His Excellency the Minister eBook

Jules Arsène Arnaud Claretie
This eBook from the Gutenberg Project consists of approximately 484 pages of information about His Excellency the Minister.

His Excellency the Minister eBook

Jules Arsène Arnaud Claretie
This eBook from the Gutenberg Project consists of approximately 484 pages of information about His Excellency the Minister.

He was excited and unpleasantly piqued.

There before him he saw, between two large pillars, bearing gigantic, gilded masts that seemed to mock at him, the woman whom he had adored and the sight of whom still tore his heart.  Pale and dressed in a white gown, she was leaning toward Rosas in a most adorable attitude, with her fair hair half-falling on her white shoulders—­those shoulders that he still saw trembling under his kisses, those shoulders on which he might have pressed his burning lips and his teeth.

That livid beauty, strangely adorable, with her hair and ears dazzling with jewels, stood clearly out against the background of the box in which, like an enormous Cyclopean eye, appeared the round, ground glass let into the door, forming a nimbus of light around Marianne’s brow.  Paler than her, with a sickly but smiling countenance, Rosas showed his bloodless, pale, Spanish face beside that of Marianne, as tragic looking as a portrait by Coello.  His tired-looking, pensive, thin face was resting on his hand, which through the opera-glass looked a transparent hand of wax, on which an enormous emerald ring flashed under the gaslight.  Monsieur de Rosas did not move.

She, on the contrary, at times inclined toward him, bringing her mouth close to the Castilian’s ear, standing out against his reddish beard as if detached therefrom, and she whispered to Rosas words that Vaudrey surmised, and which caused a spark of feverish delight to lighten up Jose’s sad eyes.  As she leaned back tilting her chair, her satin corsage below the bust was hidden from Sulpice by the edge of the box and he saw only her face, neck and white shoulders, and she seemed to him to be quite naked, the lines of her serpentine body sharply marked by the red line of the velvet border.  And with his greedy glance he continued to trace the curves of that exquisite torso, the back that he had pressed, all the being moulded by voluptuousness, that had been his.
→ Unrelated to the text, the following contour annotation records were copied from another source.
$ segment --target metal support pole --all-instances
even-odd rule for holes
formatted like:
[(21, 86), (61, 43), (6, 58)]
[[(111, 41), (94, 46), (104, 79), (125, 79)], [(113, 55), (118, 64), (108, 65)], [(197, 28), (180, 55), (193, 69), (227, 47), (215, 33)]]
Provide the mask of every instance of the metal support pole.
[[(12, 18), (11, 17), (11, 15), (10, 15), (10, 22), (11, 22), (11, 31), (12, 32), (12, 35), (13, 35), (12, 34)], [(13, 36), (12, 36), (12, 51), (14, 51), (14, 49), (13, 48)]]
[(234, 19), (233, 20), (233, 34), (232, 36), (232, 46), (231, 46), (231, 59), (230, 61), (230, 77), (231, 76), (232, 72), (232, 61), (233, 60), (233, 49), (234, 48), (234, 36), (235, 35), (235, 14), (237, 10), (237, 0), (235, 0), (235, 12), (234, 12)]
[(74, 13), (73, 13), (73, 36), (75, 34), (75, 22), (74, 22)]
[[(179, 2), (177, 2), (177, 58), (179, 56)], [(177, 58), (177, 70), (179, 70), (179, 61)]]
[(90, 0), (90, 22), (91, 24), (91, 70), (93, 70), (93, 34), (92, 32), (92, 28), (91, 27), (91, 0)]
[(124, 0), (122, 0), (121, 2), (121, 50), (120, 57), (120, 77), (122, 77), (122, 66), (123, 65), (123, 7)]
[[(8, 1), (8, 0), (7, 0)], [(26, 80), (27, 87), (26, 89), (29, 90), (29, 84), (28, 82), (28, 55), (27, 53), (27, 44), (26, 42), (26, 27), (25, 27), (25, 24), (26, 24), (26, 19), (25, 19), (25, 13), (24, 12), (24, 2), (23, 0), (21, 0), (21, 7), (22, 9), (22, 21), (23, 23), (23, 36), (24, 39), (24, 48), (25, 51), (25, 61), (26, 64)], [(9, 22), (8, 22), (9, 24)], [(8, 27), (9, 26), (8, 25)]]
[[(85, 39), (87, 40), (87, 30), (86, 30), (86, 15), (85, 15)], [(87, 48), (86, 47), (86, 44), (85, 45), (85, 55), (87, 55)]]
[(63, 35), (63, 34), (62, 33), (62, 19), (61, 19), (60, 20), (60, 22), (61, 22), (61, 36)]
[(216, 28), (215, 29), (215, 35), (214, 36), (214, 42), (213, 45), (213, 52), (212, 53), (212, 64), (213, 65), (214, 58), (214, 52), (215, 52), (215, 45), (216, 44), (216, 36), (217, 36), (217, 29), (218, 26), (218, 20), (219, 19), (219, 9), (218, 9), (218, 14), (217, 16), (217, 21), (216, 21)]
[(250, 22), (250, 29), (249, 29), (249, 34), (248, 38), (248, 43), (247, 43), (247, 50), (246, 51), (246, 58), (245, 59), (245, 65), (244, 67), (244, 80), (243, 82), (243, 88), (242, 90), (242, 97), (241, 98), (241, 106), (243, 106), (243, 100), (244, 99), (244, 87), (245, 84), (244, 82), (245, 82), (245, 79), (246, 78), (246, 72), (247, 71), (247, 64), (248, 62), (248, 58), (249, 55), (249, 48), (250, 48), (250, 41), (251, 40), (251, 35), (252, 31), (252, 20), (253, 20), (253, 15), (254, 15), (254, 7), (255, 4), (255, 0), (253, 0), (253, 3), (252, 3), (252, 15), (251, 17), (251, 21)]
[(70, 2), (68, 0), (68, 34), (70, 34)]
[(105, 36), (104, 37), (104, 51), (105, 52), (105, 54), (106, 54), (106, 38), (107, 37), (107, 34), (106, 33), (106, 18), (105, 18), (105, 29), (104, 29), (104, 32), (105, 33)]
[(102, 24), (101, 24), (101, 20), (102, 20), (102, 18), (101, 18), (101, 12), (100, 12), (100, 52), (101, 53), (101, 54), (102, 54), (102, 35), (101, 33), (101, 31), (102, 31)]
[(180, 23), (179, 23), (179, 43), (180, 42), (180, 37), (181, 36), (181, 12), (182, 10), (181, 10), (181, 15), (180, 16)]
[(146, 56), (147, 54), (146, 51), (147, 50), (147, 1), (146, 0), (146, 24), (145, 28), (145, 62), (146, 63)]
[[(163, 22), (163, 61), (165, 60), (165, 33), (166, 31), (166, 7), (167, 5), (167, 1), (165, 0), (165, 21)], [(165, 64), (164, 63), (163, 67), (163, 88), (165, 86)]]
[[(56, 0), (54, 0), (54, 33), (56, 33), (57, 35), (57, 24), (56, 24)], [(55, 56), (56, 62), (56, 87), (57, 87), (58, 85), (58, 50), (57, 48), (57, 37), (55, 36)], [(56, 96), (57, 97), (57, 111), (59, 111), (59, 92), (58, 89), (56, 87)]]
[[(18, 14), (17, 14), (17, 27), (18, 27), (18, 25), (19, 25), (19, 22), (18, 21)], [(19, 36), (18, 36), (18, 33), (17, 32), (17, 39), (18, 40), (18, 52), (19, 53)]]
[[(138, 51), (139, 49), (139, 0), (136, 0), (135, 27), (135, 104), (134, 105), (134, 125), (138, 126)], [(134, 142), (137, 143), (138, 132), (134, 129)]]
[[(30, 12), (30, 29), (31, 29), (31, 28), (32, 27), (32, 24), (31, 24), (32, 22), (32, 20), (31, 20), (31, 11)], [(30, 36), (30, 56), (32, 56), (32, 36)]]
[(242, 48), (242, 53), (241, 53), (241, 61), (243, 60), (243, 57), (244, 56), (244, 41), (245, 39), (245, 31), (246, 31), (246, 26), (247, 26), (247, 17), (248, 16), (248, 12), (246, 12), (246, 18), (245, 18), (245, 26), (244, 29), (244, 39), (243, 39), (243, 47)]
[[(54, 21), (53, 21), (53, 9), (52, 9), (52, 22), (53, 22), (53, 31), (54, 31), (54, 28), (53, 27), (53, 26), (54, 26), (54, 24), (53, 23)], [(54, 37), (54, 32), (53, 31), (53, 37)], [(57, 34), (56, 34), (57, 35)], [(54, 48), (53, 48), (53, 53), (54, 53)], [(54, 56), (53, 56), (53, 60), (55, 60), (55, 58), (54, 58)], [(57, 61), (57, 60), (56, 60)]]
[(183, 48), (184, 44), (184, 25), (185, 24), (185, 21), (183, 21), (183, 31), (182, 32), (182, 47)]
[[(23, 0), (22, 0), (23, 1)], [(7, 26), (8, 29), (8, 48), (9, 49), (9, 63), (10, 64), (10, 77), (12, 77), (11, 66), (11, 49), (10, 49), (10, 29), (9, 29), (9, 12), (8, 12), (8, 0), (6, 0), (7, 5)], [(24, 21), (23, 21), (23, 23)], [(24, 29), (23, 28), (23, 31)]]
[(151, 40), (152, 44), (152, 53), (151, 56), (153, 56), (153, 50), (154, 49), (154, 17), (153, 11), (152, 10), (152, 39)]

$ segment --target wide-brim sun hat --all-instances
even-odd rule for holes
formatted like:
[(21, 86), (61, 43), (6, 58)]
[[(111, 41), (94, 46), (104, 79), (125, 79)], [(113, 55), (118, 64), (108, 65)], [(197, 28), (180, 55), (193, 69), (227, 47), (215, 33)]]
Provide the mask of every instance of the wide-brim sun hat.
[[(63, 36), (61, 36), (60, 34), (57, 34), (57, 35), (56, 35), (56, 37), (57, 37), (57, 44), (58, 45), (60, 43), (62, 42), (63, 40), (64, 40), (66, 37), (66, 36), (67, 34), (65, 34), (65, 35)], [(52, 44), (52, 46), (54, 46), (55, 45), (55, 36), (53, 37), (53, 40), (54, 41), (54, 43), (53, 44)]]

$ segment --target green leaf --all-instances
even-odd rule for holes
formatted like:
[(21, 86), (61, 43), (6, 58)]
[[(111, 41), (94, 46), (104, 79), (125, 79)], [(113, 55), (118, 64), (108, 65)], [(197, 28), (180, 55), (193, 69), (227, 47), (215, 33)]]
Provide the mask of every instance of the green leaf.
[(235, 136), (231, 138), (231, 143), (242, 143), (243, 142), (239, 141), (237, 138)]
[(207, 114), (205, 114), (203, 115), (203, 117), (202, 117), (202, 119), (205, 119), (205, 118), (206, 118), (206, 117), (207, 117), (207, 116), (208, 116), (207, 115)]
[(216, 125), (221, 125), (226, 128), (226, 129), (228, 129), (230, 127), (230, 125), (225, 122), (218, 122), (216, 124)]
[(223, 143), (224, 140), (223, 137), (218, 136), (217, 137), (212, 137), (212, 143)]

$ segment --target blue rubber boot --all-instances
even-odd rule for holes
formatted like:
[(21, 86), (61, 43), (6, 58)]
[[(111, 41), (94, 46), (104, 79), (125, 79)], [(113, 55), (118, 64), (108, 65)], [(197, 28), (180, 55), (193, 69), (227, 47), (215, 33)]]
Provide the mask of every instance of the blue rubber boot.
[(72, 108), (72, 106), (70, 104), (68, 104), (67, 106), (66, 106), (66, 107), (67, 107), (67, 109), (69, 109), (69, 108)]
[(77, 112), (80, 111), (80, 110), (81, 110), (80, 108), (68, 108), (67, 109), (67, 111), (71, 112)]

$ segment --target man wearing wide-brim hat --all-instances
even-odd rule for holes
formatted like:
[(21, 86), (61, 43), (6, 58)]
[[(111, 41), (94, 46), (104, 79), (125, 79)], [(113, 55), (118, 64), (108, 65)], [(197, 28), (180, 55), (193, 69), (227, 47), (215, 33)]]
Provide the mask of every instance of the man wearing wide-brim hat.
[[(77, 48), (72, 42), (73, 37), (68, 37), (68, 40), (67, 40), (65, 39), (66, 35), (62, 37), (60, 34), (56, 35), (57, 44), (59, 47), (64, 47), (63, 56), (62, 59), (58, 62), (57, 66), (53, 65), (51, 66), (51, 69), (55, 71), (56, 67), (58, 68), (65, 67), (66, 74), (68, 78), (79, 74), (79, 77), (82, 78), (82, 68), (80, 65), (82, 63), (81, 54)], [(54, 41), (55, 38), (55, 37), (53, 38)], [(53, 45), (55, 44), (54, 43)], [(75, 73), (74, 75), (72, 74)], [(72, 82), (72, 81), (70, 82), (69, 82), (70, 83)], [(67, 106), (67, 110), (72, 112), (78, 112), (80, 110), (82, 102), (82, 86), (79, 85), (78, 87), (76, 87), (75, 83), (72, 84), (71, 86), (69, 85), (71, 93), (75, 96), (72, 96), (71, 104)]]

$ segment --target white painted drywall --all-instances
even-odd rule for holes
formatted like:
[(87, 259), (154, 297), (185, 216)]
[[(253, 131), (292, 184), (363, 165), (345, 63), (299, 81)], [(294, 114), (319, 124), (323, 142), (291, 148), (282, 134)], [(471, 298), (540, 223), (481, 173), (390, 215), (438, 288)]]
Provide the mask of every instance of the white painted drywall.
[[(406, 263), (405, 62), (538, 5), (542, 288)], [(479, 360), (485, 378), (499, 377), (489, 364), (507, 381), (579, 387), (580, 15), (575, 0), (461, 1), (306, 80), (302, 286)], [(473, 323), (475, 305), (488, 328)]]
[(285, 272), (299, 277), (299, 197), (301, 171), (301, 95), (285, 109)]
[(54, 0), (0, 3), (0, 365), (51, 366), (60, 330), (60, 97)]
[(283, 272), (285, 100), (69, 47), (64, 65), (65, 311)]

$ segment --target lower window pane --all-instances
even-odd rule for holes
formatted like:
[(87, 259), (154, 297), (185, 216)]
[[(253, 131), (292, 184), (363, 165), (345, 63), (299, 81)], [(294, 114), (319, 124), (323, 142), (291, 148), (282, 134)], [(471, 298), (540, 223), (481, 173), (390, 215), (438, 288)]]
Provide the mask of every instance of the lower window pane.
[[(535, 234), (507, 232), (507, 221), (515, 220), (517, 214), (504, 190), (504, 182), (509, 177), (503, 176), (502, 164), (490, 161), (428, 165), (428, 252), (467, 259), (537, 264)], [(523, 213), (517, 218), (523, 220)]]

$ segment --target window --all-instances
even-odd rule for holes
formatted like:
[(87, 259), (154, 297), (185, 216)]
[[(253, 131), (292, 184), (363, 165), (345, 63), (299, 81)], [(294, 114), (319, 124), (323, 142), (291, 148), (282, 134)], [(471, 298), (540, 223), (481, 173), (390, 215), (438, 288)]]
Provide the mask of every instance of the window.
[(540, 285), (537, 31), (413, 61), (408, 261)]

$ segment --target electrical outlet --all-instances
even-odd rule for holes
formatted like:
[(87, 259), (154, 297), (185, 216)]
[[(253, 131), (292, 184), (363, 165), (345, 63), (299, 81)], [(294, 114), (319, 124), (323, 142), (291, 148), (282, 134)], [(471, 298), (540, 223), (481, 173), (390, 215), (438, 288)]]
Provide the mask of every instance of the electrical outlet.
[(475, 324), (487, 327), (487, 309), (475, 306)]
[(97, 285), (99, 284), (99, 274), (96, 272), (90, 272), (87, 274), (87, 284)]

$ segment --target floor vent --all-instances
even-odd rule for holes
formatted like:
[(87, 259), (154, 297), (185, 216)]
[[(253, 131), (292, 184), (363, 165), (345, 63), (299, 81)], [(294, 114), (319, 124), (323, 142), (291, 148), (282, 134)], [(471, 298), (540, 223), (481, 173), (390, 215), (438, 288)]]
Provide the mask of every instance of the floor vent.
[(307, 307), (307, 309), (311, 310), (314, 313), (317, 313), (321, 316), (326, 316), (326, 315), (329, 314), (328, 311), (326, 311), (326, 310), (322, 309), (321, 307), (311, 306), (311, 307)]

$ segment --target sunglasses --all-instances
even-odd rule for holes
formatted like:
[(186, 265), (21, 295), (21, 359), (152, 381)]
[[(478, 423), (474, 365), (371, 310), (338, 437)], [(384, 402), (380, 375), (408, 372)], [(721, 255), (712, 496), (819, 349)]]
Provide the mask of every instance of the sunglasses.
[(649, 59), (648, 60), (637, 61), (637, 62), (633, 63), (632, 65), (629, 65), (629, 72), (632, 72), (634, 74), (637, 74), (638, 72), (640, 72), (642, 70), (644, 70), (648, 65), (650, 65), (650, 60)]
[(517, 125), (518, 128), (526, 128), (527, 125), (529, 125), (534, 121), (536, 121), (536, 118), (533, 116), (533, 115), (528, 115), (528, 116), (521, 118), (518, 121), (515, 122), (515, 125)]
This was the vanishing of his last dream!  This love gone, this deception driven into his heart like a knife, his last faith mocked at, insulted, and branded with its true name, folly, he felt as if a yawning chasm had been opened in him.  Life was over!  He was old now and he had wasted, yes, wasted his happiness in playing at youth.  He had believed himself loved!  Loved!  Imbecile that he was!

He felt himself urged by a strong temptation to go to that box and open its door and cry out to that man who had not yet given his name to that woman: 

“You do not know her!  She is debauchery and falsehood itself!”

It seemed to Vaudrey that at times a bearded face, surmounting a white cravat, appeared behind Rosas and Marianne:  the haughty face of Uncle Simon.

While the throng of Egyptians filed on the stage, Sulpice endeavored to turn away his thoughts and remove his glances from that group that attracted him.  He still, however, looked at it, in spite of himself, and voluntarily wounded his own heart.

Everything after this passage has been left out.